Rangga dan kinoy langsung saja mulai bekerja, membereskan satu per satu motor yang akan di perbaiki, sementara selli, ana dan dodi pun berlalu pulang sambil mengayuh sepeda nya.
Tak terasa pekerjaan pun beres sampai magrib, Rangga dan kinoy pun segera pulang untuk mandi, apa pun akan terasa mudah jika di kerjakan dengan sungguh sungguh dan ikhlas.
Hari demi hari terus berganti, di temani rasa rindu ingin segera bertemu dengan idaman hati, satu minggu rasa nya terlalu lama, padahal sering berkirim pesan melalui hp, tetapi tetap saja tidak seindah bertemu langsung dengan orang nya.tepat di sore itu, Rangga dan kinoy sedang nongkrong di depan bengkel sambil ber gurau. "bro.. gw pengen tau..? lo suka chatingan ya sama ana..?" tanya kinoy ingin tau. "tidak juga, ya.. tapi suka juga gw ngobrol. " jawab rangga. " gimana respon nya..? ya.. maksudku, dari cara ana nge balas pesan dari lo bro..? " kinoy mulai kepo. "yah.. haha... pengen tau banget lo ah.. kepo.. " canda rangga.. "emang lo yakin kalau ana bakal suka sama lo...? " tanya kinoy dan membuat rangga sedikit berpikir, padahal apa yang ada dalam benak nya pun sama,apakah selli juga suka sama gw ya..? "ya....?? nah itu yang masih jadi PR buat gw noy. . ?" lalu tiba tiba saja, "itu kan ana bareng selli..?" ungkap kinoy sembari menatap lurus ke arah depan jalan. "pucuk di cinta... ini kan belum hari minggu..? ko.. ana kesini..? ga ngabarin lagi..?" ungkap rangga agak heran. Ana dan selli datang sambil membawa makanan. "nih seblak ceker.. " ucap ana memberikan makanan ke rangga, begitu juga dengan selli. "terima kasih ana.. pedas ga..?" jawab rangga senang. "pedas banget.. gw sengaja karena kata selli kamu suka banget pedas, dimakan ya. " ungkap ana. dalam hati rangga menggerutu. " sial si selli ngerjain gw. "ya pasti dong.. gw makan sekarang, eh ko ga bareng dodi..? " tanya rangga lagi. " iya.. dodi masih ada tugas kuliah nya jadi dia ga ikut." jelas ana. Rangga yang tidak suka pedas, memaksa memakan nya karena malu sama ana sudah di beri, satu suapan pertama masuk ke mulut..!! , mata rangga langsung membesar pertanda makanan ini sangat pedas dan tidak bersahabat dengan lidahnya, namun karena gengsi rangga menghabiskan nya.. "enak banget ni seblak ceker..? beli dimana ini..? " tanya rangga yang ke pedasan namun di tahan. "di tempat biasa." ucap selli yang menahan tawa, begitu juga dengan kinoy. "rasain bro, lo dikerjain." bisik kinoy pada telinga rangga. "iya enak banget seblak nya gw udah habis satu porsi" ungkap ana. "pedes ga..?" tanya rangga. "ga lah.. gw ga suka pedas." jawab ana.

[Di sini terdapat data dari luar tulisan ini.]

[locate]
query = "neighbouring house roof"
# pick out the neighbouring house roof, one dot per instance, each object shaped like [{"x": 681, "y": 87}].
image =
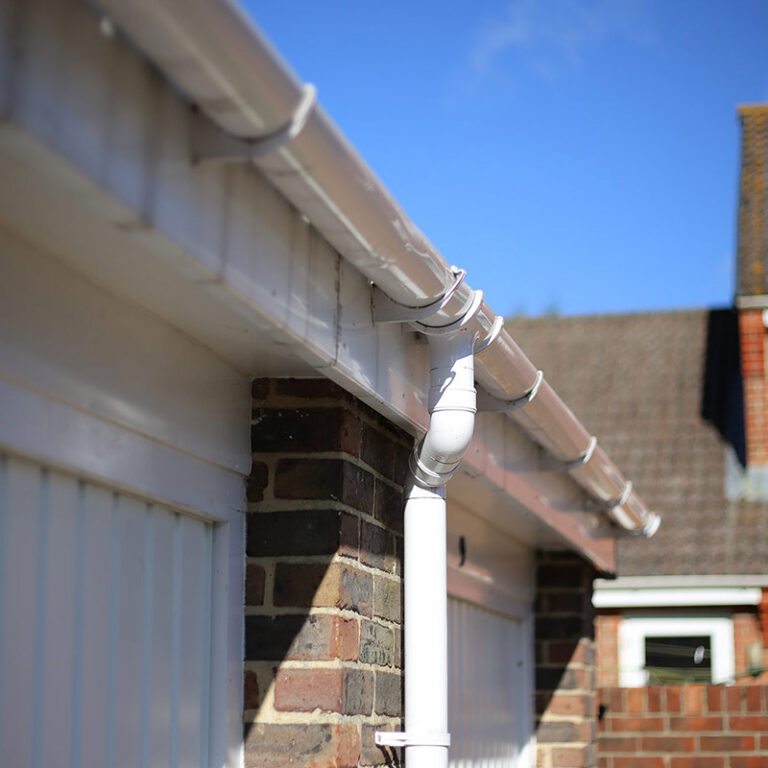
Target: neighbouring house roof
[
  {"x": 753, "y": 201},
  {"x": 638, "y": 381}
]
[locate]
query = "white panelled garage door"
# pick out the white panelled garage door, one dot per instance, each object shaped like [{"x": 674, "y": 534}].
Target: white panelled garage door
[
  {"x": 105, "y": 625},
  {"x": 489, "y": 688}
]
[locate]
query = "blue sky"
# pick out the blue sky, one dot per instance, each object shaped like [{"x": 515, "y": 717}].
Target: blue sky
[{"x": 576, "y": 156}]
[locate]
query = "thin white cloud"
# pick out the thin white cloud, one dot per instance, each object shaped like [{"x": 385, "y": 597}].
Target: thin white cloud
[{"x": 552, "y": 35}]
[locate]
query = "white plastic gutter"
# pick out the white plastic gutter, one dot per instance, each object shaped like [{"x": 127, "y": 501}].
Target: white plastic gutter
[
  {"x": 214, "y": 55},
  {"x": 212, "y": 52}
]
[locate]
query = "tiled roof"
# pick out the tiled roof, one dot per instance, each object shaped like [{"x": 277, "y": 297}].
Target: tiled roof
[
  {"x": 636, "y": 381},
  {"x": 753, "y": 201}
]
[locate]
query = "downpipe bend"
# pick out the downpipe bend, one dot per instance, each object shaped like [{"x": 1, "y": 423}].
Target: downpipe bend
[{"x": 452, "y": 407}]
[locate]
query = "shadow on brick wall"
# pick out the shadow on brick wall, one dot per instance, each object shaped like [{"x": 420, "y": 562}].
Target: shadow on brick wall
[
  {"x": 323, "y": 624},
  {"x": 566, "y": 703}
]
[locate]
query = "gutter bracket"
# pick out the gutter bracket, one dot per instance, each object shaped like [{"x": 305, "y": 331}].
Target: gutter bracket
[
  {"x": 488, "y": 402},
  {"x": 620, "y": 501},
  {"x": 412, "y": 739},
  {"x": 210, "y": 144},
  {"x": 493, "y": 334},
  {"x": 387, "y": 310},
  {"x": 580, "y": 461}
]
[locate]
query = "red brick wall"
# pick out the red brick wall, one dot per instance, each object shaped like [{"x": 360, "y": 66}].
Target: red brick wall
[
  {"x": 747, "y": 630},
  {"x": 566, "y": 701},
  {"x": 688, "y": 726},
  {"x": 323, "y": 666},
  {"x": 753, "y": 339},
  {"x": 607, "y": 648}
]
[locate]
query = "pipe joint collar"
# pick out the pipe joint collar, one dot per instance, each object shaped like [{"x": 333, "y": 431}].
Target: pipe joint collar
[{"x": 430, "y": 477}]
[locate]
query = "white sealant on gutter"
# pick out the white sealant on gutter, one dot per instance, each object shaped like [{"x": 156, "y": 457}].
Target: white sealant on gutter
[{"x": 215, "y": 56}]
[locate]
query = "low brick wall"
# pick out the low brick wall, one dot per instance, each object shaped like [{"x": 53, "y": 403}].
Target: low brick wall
[
  {"x": 323, "y": 624},
  {"x": 684, "y": 726},
  {"x": 566, "y": 701}
]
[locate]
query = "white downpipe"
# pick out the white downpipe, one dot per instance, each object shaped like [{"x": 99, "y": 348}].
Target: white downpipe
[
  {"x": 426, "y": 629},
  {"x": 434, "y": 460},
  {"x": 243, "y": 86}
]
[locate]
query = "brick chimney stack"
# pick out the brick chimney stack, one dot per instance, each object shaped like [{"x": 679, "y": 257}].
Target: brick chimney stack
[{"x": 752, "y": 278}]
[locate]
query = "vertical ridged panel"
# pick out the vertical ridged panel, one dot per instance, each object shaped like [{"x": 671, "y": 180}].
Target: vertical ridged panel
[
  {"x": 488, "y": 688},
  {"x": 105, "y": 625}
]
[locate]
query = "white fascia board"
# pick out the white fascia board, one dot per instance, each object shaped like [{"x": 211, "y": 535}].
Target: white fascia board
[
  {"x": 682, "y": 581},
  {"x": 678, "y": 592}
]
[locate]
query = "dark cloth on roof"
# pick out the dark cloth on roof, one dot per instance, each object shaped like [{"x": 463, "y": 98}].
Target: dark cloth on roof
[{"x": 637, "y": 382}]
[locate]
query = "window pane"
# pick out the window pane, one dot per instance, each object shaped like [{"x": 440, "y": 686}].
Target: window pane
[{"x": 678, "y": 659}]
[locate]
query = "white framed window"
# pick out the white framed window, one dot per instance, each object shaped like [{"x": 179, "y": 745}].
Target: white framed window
[{"x": 678, "y": 644}]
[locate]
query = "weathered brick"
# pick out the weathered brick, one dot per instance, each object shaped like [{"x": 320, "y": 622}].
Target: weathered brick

Bahagianya kebersamaan ini, andai saja di dunia ini tak pernah ada konflik, mungkin kita bisa merasakan surga yang sesungguhnya tanpa harus kesana. ini hanya umpama saja, tapi... rasanya memang indah jika semua umat manusi bisa memahami perbedaan tanpa merusaknya, dan bisa dipastikan kenyamanan akan terwujud, dimana tidak akan ada lagi berita kriminal atau pun perang. semoga saja kita yang mempunyai akal dan pikiran yang sehat dapat menguasai diri untuk terhindar dari sikap yang dapat merugikan orang lain.